Can it set up great architecture for a large, complex project from scratch? No, not yet. It can't do that in Ruby or Typescript either (though it might trick you by quickly getting something that kinda works in those languages). It think that will be a higher bar because of how Rust front-loads a lot of hard work, but I expect continuing improvement.
Architecting the original 100kloc program well requires skill, but that effort is heavily front loaded.
Human brains seem like an existence proof for what’s possible, but it would be surprising if humans also represent the farthest physical limits of what’s technologically possible without the constraints of biology (hip size, energy budget etc).
Poker tests intelligence. So what gives? One interesting thing is that for whatever reason, poker performance isn't used a benchmark in the LLM showdown between big tech companies.
The models have definitely improved in the past few years. I'm skeptical that there's been a "break-through", and I'm growing more skeptical of the exponential growth theory. It looks to me like the big tech companies are just throwing huge compute and engineering budgets at the existing transformer tech, to improve benchmarks one by one.
I'm sure if Google allocated 10 engineers a dozen million dollars to improve Gemini's poker performance, it would increase.

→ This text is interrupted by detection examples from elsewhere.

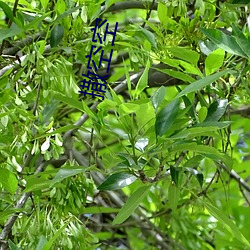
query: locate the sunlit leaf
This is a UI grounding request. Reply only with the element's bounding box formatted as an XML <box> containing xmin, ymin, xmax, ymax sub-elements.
<box><xmin>168</xmin><ymin>182</ymin><xmax>180</xmax><ymax>211</ymax></box>
<box><xmin>0</xmin><ymin>168</ymin><xmax>18</xmax><ymax>194</ymax></box>
<box><xmin>112</xmin><ymin>185</ymin><xmax>151</xmax><ymax>224</ymax></box>
<box><xmin>155</xmin><ymin>99</ymin><xmax>179</xmax><ymax>136</ymax></box>
<box><xmin>177</xmin><ymin>70</ymin><xmax>230</xmax><ymax>97</ymax></box>
<box><xmin>98</xmin><ymin>172</ymin><xmax>136</xmax><ymax>190</ymax></box>
<box><xmin>204</xmin><ymin>99</ymin><xmax>228</xmax><ymax>122</ymax></box>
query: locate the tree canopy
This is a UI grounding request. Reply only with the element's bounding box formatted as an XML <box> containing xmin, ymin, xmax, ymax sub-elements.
<box><xmin>0</xmin><ymin>0</ymin><xmax>250</xmax><ymax>250</ymax></box>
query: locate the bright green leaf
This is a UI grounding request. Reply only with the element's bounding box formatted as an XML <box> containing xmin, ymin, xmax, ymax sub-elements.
<box><xmin>168</xmin><ymin>182</ymin><xmax>180</xmax><ymax>211</ymax></box>
<box><xmin>112</xmin><ymin>185</ymin><xmax>151</xmax><ymax>224</ymax></box>
<box><xmin>177</xmin><ymin>70</ymin><xmax>230</xmax><ymax>98</ymax></box>
<box><xmin>51</xmin><ymin>166</ymin><xmax>85</xmax><ymax>185</ymax></box>
<box><xmin>155</xmin><ymin>99</ymin><xmax>179</xmax><ymax>136</ymax></box>
<box><xmin>205</xmin><ymin>49</ymin><xmax>225</xmax><ymax>76</ymax></box>
<box><xmin>98</xmin><ymin>172</ymin><xmax>136</xmax><ymax>190</ymax></box>
<box><xmin>0</xmin><ymin>168</ymin><xmax>18</xmax><ymax>194</ymax></box>
<box><xmin>134</xmin><ymin>60</ymin><xmax>150</xmax><ymax>98</ymax></box>
<box><xmin>205</xmin><ymin>99</ymin><xmax>228</xmax><ymax>122</ymax></box>
<box><xmin>50</xmin><ymin>24</ymin><xmax>64</xmax><ymax>47</ymax></box>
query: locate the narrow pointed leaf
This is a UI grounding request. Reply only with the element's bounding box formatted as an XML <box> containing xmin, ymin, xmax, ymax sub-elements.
<box><xmin>98</xmin><ymin>172</ymin><xmax>136</xmax><ymax>190</ymax></box>
<box><xmin>177</xmin><ymin>70</ymin><xmax>230</xmax><ymax>97</ymax></box>
<box><xmin>155</xmin><ymin>99</ymin><xmax>179</xmax><ymax>136</ymax></box>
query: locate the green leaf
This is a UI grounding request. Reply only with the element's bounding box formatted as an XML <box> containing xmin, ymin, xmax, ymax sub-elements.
<box><xmin>200</xmin><ymin>28</ymin><xmax>246</xmax><ymax>57</ymax></box>
<box><xmin>170</xmin><ymin>166</ymin><xmax>181</xmax><ymax>186</ymax></box>
<box><xmin>134</xmin><ymin>60</ymin><xmax>150</xmax><ymax>98</ymax></box>
<box><xmin>36</xmin><ymin>235</ymin><xmax>48</xmax><ymax>250</ymax></box>
<box><xmin>0</xmin><ymin>1</ymin><xmax>14</xmax><ymax>21</ymax></box>
<box><xmin>98</xmin><ymin>172</ymin><xmax>136</xmax><ymax>190</ymax></box>
<box><xmin>80</xmin><ymin>206</ymin><xmax>120</xmax><ymax>214</ymax></box>
<box><xmin>0</xmin><ymin>168</ymin><xmax>18</xmax><ymax>194</ymax></box>
<box><xmin>53</xmin><ymin>92</ymin><xmax>85</xmax><ymax>112</ymax></box>
<box><xmin>24</xmin><ymin>176</ymin><xmax>51</xmax><ymax>193</ymax></box>
<box><xmin>170</xmin><ymin>127</ymin><xmax>219</xmax><ymax>139</ymax></box>
<box><xmin>168</xmin><ymin>182</ymin><xmax>180</xmax><ymax>211</ymax></box>
<box><xmin>42</xmin><ymin>222</ymin><xmax>69</xmax><ymax>250</ymax></box>
<box><xmin>8</xmin><ymin>240</ymin><xmax>22</xmax><ymax>250</ymax></box>
<box><xmin>232</xmin><ymin>0</ymin><xmax>250</xmax><ymax>5</ymax></box>
<box><xmin>168</xmin><ymin>47</ymin><xmax>200</xmax><ymax>66</ymax></box>
<box><xmin>205</xmin><ymin>49</ymin><xmax>225</xmax><ymax>76</ymax></box>
<box><xmin>203</xmin><ymin>199</ymin><xmax>250</xmax><ymax>248</ymax></box>
<box><xmin>157</xmin><ymin>68</ymin><xmax>195</xmax><ymax>83</ymax></box>
<box><xmin>157</xmin><ymin>2</ymin><xmax>168</xmax><ymax>24</ymax></box>
<box><xmin>198</xmin><ymin>106</ymin><xmax>207</xmax><ymax>122</ymax></box>
<box><xmin>119</xmin><ymin>103</ymin><xmax>140</xmax><ymax>114</ymax></box>
<box><xmin>204</xmin><ymin>99</ymin><xmax>228</xmax><ymax>122</ymax></box>
<box><xmin>112</xmin><ymin>185</ymin><xmax>151</xmax><ymax>224</ymax></box>
<box><xmin>177</xmin><ymin>70</ymin><xmax>230</xmax><ymax>98</ymax></box>
<box><xmin>193</xmin><ymin>121</ymin><xmax>232</xmax><ymax>129</ymax></box>
<box><xmin>155</xmin><ymin>99</ymin><xmax>179</xmax><ymax>136</ymax></box>
<box><xmin>151</xmin><ymin>86</ymin><xmax>166</xmax><ymax>111</ymax></box>
<box><xmin>50</xmin><ymin>24</ymin><xmax>64</xmax><ymax>47</ymax></box>
<box><xmin>51</xmin><ymin>166</ymin><xmax>86</xmax><ymax>186</ymax></box>
<box><xmin>0</xmin><ymin>25</ymin><xmax>24</xmax><ymax>42</ymax></box>
<box><xmin>185</xmin><ymin>167</ymin><xmax>204</xmax><ymax>187</ymax></box>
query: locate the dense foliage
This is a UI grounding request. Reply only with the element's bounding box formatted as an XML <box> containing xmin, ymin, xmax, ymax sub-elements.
<box><xmin>0</xmin><ymin>0</ymin><xmax>250</xmax><ymax>250</ymax></box>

The idea before AGI and the exponential growth hypothesis is that you don't have to do that because the AI gets smarter in a general sense all on it's own.
> improve benchmarks one by one
If you're right about that in the strong sense — that each task needs to be optimised in total isolation — then it would be a longer, slower road to a really powerful humanlike system.
What I think is really happening though that each specific task (eg. coding) is having large spillover effects on other areas (eg. helping them to be better at extended verbal reasoning even when not writing any code). The AI labs can't do everything at once, so they're focusing where:
- It's easy to generate more data and measure results (coding, maths etc.) - There's a relative lack of good data in the existing training corpus (eg. good agentic reasoning logic - the kinds of internal monologs that humans rarely write down) - Areas where it would be immediately useful for the models to get better in a targeted way (eg. agentic tool-use; developing great hypothesis generation instincts in scientific fields like algorithm design, drug discovery and ML research)
By the time those tasks are optimised, I suspect the spill over effects will be substantial and the models will generally be much more capable.
Beyond that, the labs are all pretty open about the fact that they want to use the resulting AI talents for coding, reasoning and research skills to accelerate their own research. If that works (definitely not obvious yet) then finding ways to train a much broader array of skills could be much faster because that process itself would be increasingly automated.
Even a simple prompt like this:
=
I have two potential solutions.
Solution A:
Solution B:
Which one is better and why?
=
Is biased. Some LLM tends to choose the first option and the other prefer the last one.
(Of course, humans suffer from the same kind of bias too: https://electionlab.mit.edu/research/ballot-order-effects)
You just want the signal from the object level question to drown out irrelevant bias (which plan was proposed first, which of the plan proposers are more attractive, which plan seems cooler etc.)